Here's the design generated by the above impossible to read text. (Something's going drastically wrong with the markdown rendering of code blocks on Capiche.)


1 point
maguay's avatar
@maguay (replying to @AndyDentPerth )
2 years ago

Hey @AndyDentPerth, thanks for sharing your process, that's fascinating you're building database designs with Markdown!

Looks like the code is rendering ok now—though would be nice eventually to get syntax highlighting added!

1 point
AndyDentPerth's avatar
@AndyDentPerth (replying to @maguay )
2 years ago

You just reminded me of a rather ironic tale. I used the graphviz diagram generator to generate actual database diagrams in my LevelDB book. Unfortunately, I revised one of the diagrams, which was completely wrong. Packt screwed up big time. The revised diagram was in the galley proofs I OK'd but the printed and ebook contained the original. I was particularly infuriated that they claimed their process wouldn't even let them fix the eBook. It kind of spoils the most important chapter in the book. (Which is my reminder I really should restore the lost site which had the correction, for the odd few people who buy the book.)

1 point
loosewire's avatar
@loosewire (replying to @AndyDentPerth )
2 years ago

@AndyDentPerth thanks for this, and apologies the belated reply. Really interesting. I used the GraphViz engine in OmniGraffle back in the day, and since then in InstaViz on iOS (which looks pretty moribund). I've not mastered the text method, but it seems that Roam is embracing that, if not with GraphViz then with other engines. I love the way it finds the optimal layout itself; to me this is a huge advantage, often helping to solve a problem I hadn't been able to solve myself.

I totally understand the Tinderbox trajectory you mention.
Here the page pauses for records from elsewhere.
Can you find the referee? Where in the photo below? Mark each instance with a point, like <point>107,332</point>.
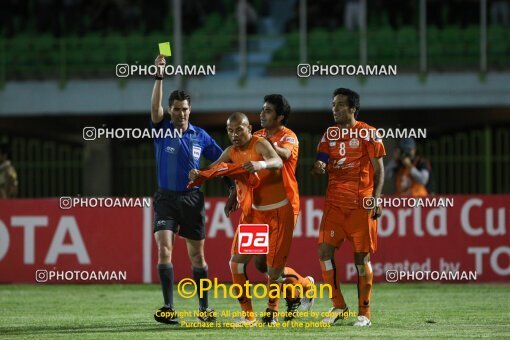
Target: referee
<point>177,209</point>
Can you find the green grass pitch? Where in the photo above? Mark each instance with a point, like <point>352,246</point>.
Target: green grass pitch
<point>113,311</point>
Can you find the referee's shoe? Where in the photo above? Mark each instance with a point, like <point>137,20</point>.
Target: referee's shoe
<point>166,315</point>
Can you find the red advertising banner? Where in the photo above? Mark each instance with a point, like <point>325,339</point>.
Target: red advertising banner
<point>38,235</point>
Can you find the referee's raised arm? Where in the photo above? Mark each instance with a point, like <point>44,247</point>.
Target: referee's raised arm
<point>157,92</point>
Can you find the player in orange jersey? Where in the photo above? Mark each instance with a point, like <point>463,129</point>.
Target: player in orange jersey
<point>352,157</point>
<point>269,205</point>
<point>273,119</point>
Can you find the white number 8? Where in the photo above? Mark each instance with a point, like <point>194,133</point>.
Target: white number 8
<point>342,149</point>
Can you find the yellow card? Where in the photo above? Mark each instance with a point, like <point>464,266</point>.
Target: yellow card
<point>164,49</point>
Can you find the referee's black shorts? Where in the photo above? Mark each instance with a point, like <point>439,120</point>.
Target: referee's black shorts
<point>180,212</point>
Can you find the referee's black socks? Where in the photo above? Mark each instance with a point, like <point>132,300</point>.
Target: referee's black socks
<point>198,274</point>
<point>166,277</point>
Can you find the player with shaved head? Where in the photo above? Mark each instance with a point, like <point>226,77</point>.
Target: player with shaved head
<point>267,203</point>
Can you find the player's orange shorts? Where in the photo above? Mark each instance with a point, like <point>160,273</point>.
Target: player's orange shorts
<point>281,227</point>
<point>355,225</point>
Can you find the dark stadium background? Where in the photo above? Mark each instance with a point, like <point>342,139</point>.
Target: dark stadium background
<point>57,76</point>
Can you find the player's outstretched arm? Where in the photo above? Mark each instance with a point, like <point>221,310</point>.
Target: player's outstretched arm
<point>157,94</point>
<point>224,157</point>
<point>271,158</point>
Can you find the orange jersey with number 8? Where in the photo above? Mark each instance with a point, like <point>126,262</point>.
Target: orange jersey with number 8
<point>351,174</point>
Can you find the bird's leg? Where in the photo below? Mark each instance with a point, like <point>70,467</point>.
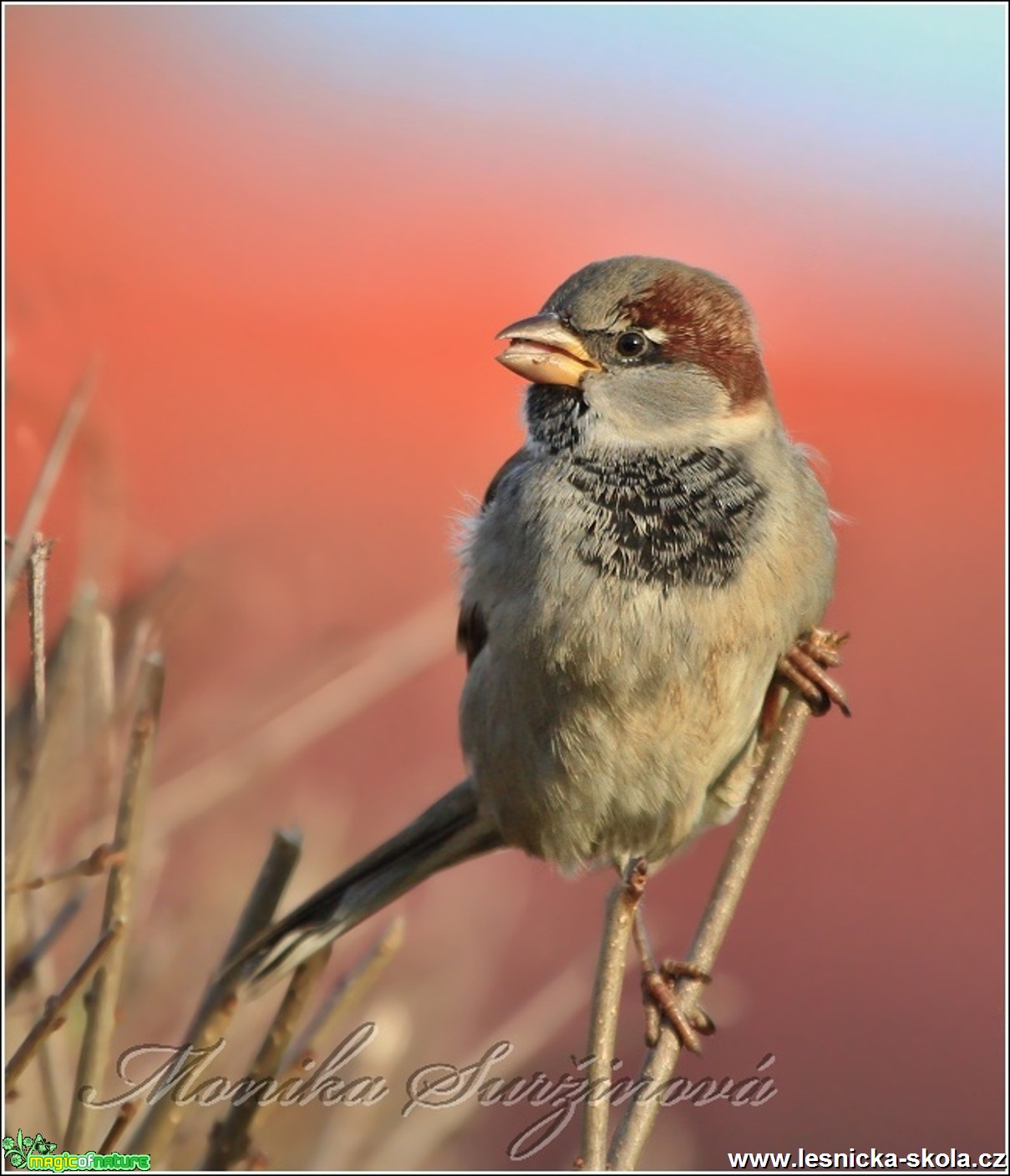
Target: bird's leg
<point>804,667</point>
<point>658,982</point>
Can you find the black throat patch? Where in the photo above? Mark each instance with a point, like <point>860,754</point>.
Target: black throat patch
<point>667,519</point>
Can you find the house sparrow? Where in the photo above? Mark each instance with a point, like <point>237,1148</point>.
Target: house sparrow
<point>642,578</point>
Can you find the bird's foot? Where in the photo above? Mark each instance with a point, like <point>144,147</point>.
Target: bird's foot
<point>804,667</point>
<point>664,1001</point>
<point>661,994</point>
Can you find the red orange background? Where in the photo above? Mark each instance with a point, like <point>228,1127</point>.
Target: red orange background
<point>291,280</point>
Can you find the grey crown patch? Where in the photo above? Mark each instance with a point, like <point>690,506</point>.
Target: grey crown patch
<point>667,519</point>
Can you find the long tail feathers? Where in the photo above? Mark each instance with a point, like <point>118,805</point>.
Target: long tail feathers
<point>447,833</point>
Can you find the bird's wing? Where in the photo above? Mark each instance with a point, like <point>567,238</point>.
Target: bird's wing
<point>472,629</point>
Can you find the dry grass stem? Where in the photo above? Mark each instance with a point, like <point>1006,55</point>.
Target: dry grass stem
<point>52,464</point>
<point>383,663</point>
<point>38,558</point>
<point>230,1138</point>
<point>104,994</point>
<point>52,1016</point>
<point>638,1120</point>
<point>348,991</point>
<point>208,1026</point>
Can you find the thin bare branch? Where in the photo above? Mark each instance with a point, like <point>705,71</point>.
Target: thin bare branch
<point>52,1015</point>
<point>58,752</point>
<point>52,464</point>
<point>97,862</point>
<point>23,969</point>
<point>104,989</point>
<point>115,1133</point>
<point>230,1138</point>
<point>347,991</point>
<point>38,559</point>
<point>638,1120</point>
<point>621,908</point>
<point>155,1133</point>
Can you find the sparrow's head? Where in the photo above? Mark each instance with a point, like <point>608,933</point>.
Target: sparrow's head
<point>638,351</point>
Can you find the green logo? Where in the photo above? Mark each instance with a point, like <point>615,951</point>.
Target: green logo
<point>17,1152</point>
<point>40,1155</point>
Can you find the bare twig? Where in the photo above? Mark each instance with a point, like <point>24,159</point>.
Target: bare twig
<point>347,991</point>
<point>57,754</point>
<point>52,1016</point>
<point>216,1011</point>
<point>230,1138</point>
<point>38,558</point>
<point>23,968</point>
<point>104,989</point>
<point>658,1066</point>
<point>97,862</point>
<point>53,464</point>
<point>123,1120</point>
<point>621,908</point>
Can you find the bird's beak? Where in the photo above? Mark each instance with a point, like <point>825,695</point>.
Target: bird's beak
<point>543,351</point>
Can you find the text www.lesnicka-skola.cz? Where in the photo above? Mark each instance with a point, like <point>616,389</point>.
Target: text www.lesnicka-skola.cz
<point>854,1159</point>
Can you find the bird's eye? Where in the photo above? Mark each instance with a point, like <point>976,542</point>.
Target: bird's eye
<point>632,343</point>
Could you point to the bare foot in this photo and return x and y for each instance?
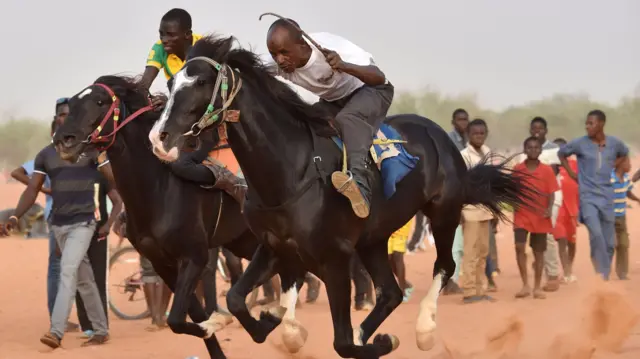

It both rewards and punishes effort, I find: there's lots of interesting use cases for it but the interface is maddening and I find I often hit brick walls or unpredictable behaviours that make me feel I've gone down a rabbit hole.

2 points
AndyDentPerth's avatar
@AndyDentPerth (replying to @loosewire )
2 years ago

@loosewire InstaViz is a blast from the past! Glen Low, the author, is a friend of mine from Perth. He picked up a job at Apple starting in 2017.
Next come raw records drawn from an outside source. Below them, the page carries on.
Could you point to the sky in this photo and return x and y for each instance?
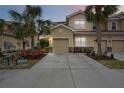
(52, 12)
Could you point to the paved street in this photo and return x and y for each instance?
(63, 71)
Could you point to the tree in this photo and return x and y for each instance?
(98, 14)
(25, 22)
(2, 23)
(43, 27)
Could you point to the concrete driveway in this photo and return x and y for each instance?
(119, 55)
(63, 71)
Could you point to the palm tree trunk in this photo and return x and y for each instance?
(32, 42)
(99, 38)
(38, 39)
(23, 45)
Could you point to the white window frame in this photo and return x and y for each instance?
(80, 24)
(80, 42)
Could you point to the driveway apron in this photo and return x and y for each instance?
(63, 71)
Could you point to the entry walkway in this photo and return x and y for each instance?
(63, 71)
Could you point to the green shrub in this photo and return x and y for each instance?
(43, 43)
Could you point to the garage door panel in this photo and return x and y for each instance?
(60, 45)
(117, 46)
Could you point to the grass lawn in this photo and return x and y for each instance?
(109, 62)
(28, 65)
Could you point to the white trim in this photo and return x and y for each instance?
(63, 26)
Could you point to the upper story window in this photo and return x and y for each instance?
(94, 26)
(80, 42)
(114, 25)
(80, 24)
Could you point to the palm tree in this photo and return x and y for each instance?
(2, 23)
(43, 28)
(98, 14)
(25, 22)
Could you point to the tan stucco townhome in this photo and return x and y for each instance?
(76, 33)
(9, 41)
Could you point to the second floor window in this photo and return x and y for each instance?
(114, 25)
(94, 26)
(80, 41)
(79, 24)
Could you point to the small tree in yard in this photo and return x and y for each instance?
(99, 14)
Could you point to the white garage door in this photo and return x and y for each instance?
(117, 46)
(60, 45)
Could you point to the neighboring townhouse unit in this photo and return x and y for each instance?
(9, 41)
(76, 33)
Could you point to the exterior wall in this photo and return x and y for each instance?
(121, 25)
(14, 41)
(90, 40)
(61, 32)
(79, 17)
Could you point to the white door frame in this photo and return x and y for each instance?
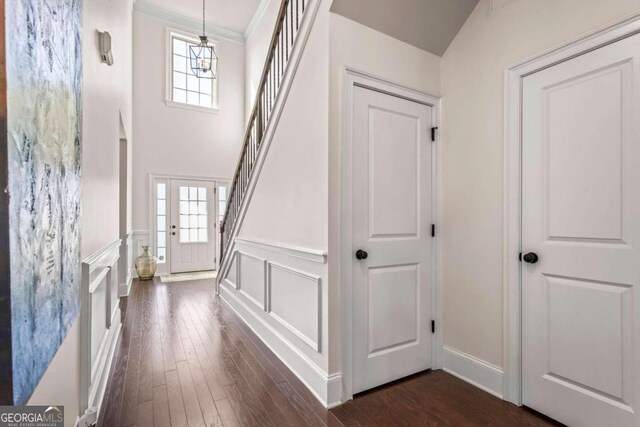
(512, 244)
(350, 79)
(153, 217)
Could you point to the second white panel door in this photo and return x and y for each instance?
(192, 227)
(392, 211)
(581, 238)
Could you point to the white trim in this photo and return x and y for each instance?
(147, 9)
(99, 269)
(306, 24)
(352, 78)
(314, 255)
(477, 372)
(326, 388)
(512, 387)
(125, 271)
(256, 18)
(494, 8)
(174, 104)
(168, 77)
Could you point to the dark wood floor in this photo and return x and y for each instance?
(185, 359)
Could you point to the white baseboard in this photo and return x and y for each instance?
(125, 288)
(326, 388)
(477, 372)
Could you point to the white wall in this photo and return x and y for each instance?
(472, 153)
(179, 141)
(289, 207)
(256, 52)
(106, 97)
(363, 49)
(289, 204)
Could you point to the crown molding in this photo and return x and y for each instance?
(186, 22)
(256, 18)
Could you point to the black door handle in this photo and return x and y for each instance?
(530, 258)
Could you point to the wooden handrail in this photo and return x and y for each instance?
(282, 40)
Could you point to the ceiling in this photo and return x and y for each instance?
(427, 24)
(233, 15)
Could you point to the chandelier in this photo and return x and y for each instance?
(203, 58)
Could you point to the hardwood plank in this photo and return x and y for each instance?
(113, 399)
(225, 375)
(176, 405)
(191, 404)
(207, 406)
(161, 416)
(145, 414)
(227, 415)
(130, 397)
(145, 377)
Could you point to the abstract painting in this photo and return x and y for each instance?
(44, 84)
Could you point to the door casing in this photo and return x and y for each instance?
(350, 79)
(155, 178)
(512, 243)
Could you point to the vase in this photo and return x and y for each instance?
(146, 264)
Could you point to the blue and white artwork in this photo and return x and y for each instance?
(44, 82)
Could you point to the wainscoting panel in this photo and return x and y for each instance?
(289, 289)
(100, 322)
(280, 292)
(232, 277)
(252, 278)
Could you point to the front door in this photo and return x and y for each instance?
(392, 211)
(192, 226)
(581, 238)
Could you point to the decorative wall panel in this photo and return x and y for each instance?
(44, 82)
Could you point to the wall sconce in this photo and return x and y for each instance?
(106, 55)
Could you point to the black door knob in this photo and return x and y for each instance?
(530, 258)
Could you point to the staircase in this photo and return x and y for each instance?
(284, 39)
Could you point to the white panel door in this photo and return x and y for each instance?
(581, 217)
(392, 224)
(192, 227)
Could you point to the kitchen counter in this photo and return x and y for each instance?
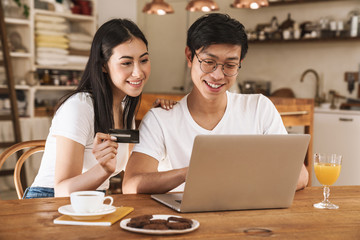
(336, 111)
(338, 131)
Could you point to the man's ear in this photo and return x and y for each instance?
(188, 55)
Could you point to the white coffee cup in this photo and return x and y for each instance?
(89, 201)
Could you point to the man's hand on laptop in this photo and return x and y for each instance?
(303, 179)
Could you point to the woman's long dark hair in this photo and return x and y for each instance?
(98, 83)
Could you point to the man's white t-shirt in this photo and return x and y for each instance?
(168, 136)
(75, 120)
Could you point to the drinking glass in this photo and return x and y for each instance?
(327, 170)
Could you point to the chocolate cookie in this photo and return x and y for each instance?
(156, 226)
(178, 225)
(141, 217)
(177, 219)
(138, 223)
(158, 221)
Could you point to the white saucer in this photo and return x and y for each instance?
(195, 225)
(68, 210)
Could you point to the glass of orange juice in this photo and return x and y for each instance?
(327, 170)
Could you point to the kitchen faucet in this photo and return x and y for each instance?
(318, 100)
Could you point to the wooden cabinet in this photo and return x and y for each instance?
(24, 61)
(338, 131)
(298, 112)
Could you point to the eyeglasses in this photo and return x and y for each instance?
(209, 66)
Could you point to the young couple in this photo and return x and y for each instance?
(108, 97)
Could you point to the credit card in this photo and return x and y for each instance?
(125, 135)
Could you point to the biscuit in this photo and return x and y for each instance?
(156, 226)
(178, 225)
(141, 217)
(177, 219)
(158, 221)
(138, 223)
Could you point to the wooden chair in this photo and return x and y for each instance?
(32, 147)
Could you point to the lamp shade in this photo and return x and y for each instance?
(158, 7)
(253, 4)
(202, 6)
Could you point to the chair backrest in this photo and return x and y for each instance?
(31, 147)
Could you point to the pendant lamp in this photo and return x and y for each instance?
(158, 7)
(253, 4)
(202, 6)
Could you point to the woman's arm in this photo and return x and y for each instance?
(142, 176)
(69, 164)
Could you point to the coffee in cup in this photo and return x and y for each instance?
(89, 201)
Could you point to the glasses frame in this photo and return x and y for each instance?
(216, 65)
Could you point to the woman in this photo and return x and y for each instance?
(107, 97)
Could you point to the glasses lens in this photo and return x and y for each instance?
(208, 66)
(231, 69)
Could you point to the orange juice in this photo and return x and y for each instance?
(327, 173)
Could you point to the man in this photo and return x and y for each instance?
(216, 47)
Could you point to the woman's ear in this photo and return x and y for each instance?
(188, 55)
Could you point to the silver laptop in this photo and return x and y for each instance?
(238, 172)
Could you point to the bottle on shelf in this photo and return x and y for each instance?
(46, 78)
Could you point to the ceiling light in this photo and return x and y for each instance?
(202, 6)
(158, 7)
(253, 4)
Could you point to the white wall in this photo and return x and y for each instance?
(108, 9)
(281, 63)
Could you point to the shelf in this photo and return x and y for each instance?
(62, 67)
(17, 21)
(287, 2)
(52, 88)
(20, 55)
(42, 87)
(315, 40)
(70, 16)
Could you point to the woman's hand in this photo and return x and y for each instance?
(105, 150)
(164, 103)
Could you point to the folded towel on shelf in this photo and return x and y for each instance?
(53, 56)
(47, 61)
(49, 33)
(79, 37)
(80, 45)
(79, 52)
(47, 38)
(77, 59)
(52, 50)
(62, 27)
(52, 44)
(53, 19)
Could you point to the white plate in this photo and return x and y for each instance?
(68, 210)
(194, 226)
We had lunch late in 2016 before he moved to CA where he talked about possibly selling it to me but later changed his mind as he had permission from Apple to do bugfixes.

My diary from that day includes his comment that the Graphviz team now mostly retired, code fairly stable but a few bugs picked up by recent LLVM analyser.

1 point
AndyDentPerth's avatar
@AndyDentPerth (replying to @maguay )
2 years ago

Thanks @maguay for the quick fix to the markdown.

That's (a part of) the app workflow. I use Doxygen, which is more often associated with C++ code documentation. It lets me have markdown pages which contain these PlantUML diagrams in them and generate a set of design docs. I also have more traditional state-transitions used to work out some of the more complex UI flows.